In one of its posts, Teachwire curated more than a dozen lesson plan templates developed by other teachers to make creating activities easier. There are links to where you can download the lesson plan and Teachwire credits who created the lesson plan as well. If you like the lesson plan, click on the author link to see other uploads by that same teacher.
Study.com has resources for both students and teachers. Students can take advantage of test prep and take steps to improve their grades, while teachers can use the free lesson plan templates available to them. Many of the lesson plans are focused on specific subjects, so you may want to start with these basic lesson plans and then modify them for your own classroom needs. You can also use the lessons as jumping-off points for your own template designs.
Specialty Template Sites
Across the web, there are websites that specialize in creating specialized templates for any occasion. You can also use these sites if you need templates for planning an event (like a STEAM night or parent-teacher conference) or want to better organize your class goals ahead of the year.

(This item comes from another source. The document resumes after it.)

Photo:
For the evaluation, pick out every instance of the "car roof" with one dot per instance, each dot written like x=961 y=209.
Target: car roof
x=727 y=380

TemplateLab is a catch-all website for professionals who need existing documents that are already laid out. They have a section dedicated to teachers that you can bookmark for your lesson plans. Many of these templates are free to use as you look to develop worksheets and other course materials. This site has an active Pinterest page so check out their top options for teachers and use templates for job postings, certificates of appreciation and other design needs.

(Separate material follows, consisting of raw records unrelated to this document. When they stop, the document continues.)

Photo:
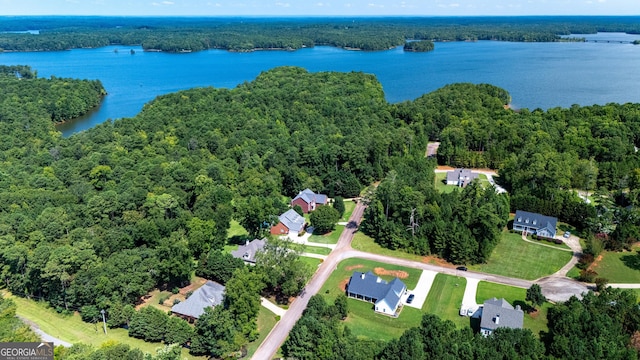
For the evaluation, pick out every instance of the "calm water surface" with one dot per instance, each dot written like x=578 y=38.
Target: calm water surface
x=538 y=75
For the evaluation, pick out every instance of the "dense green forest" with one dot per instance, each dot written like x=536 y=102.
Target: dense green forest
x=99 y=219
x=600 y=326
x=246 y=34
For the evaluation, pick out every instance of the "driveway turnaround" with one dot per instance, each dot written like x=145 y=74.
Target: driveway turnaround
x=469 y=298
x=422 y=289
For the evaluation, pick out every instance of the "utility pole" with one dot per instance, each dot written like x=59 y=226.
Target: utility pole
x=104 y=322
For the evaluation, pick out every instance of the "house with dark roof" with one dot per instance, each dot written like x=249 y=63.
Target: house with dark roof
x=371 y=288
x=208 y=295
x=536 y=224
x=308 y=200
x=291 y=223
x=248 y=251
x=499 y=313
x=461 y=177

On top of the design-centric and template-focused websites listed in this post, there are also a few blogs to check out that offer lesson plan templates you can use for your classroom. These bloggers go above and beyond to provide resources for educators so you can focus on the content, not necessarily the layout, of the lesson.
The Curriculum Corner
The Curriculum Corner provides resources for private classroom use. The website was developed by educators Jill McEldowney and Cathy Henry. They know that teachers need free resources for preparing their classrooms and strive to keep learning and providing relevant information for their audience. McEldowney and Henry also run The Curriculum Corner 456 for intermediate students and The Kinder Corner for younger ones. They have multiple lesson plan sheets you can use depending on your method of organization.
Khaye-Mydette Cardenas Macalinao is the blogger behind Shining Mom. She is from the Philippines and taught at an international school for eight years. Macalinao started the blog in 2011 and provides a variety of printable items for parents and teachers. Each lesson plan has her own personal design touch, which makes them colorful, beautiful and unique.

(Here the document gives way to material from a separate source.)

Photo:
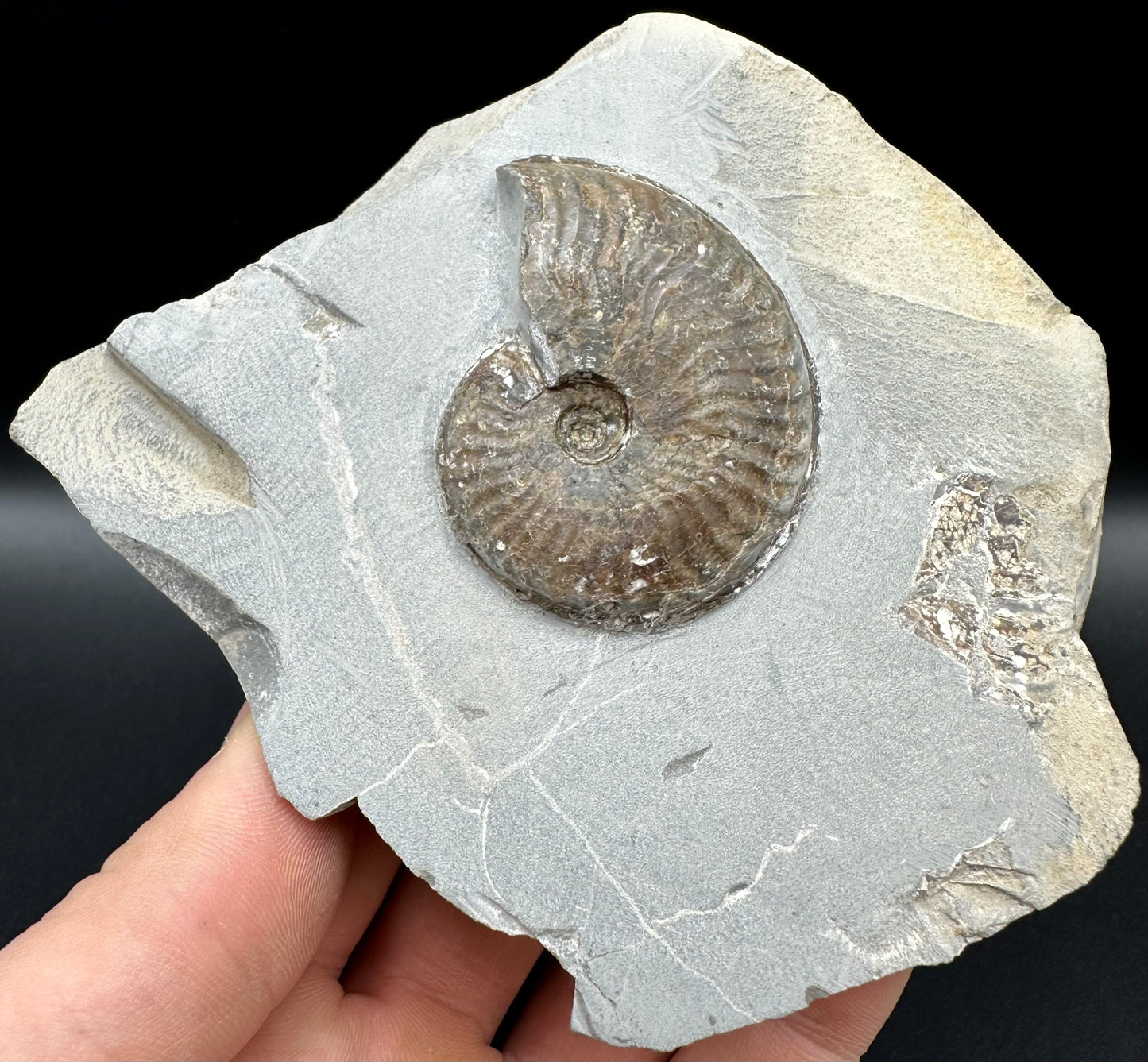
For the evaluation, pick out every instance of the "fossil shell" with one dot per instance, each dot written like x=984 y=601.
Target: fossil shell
x=640 y=450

When evaluating these websites, look for pages that have a variety of lesson plan templates that you can use for different purposes. This way you can stick to one or two websites for all of your lesson needs, instead of jumping around for each lesson you develop. Once you have a lesson plan template that works, you can move forward through the semester knowing each lesson will be detailed and carefully thought out.
We may be a little biased, but we’d like to add Planbook as a bonus resource for lesson plan templates. Since 2010, we have been an established leader in lesson planning and continue to offer resources that educators can use. With Planbook, you can customize plan views, lesson sections and daily schedules to get a better idea of what your overall schedule looks like. You can add in National Standards criteria for all 50 states and attach different files, lessons, videos and worksheets into the lesson.
Planbook offers more than a standard template. It gives you a whole file that you can use to guide your lesson — a file that you can also share with other educators or set up for a substitute who is taking over your class.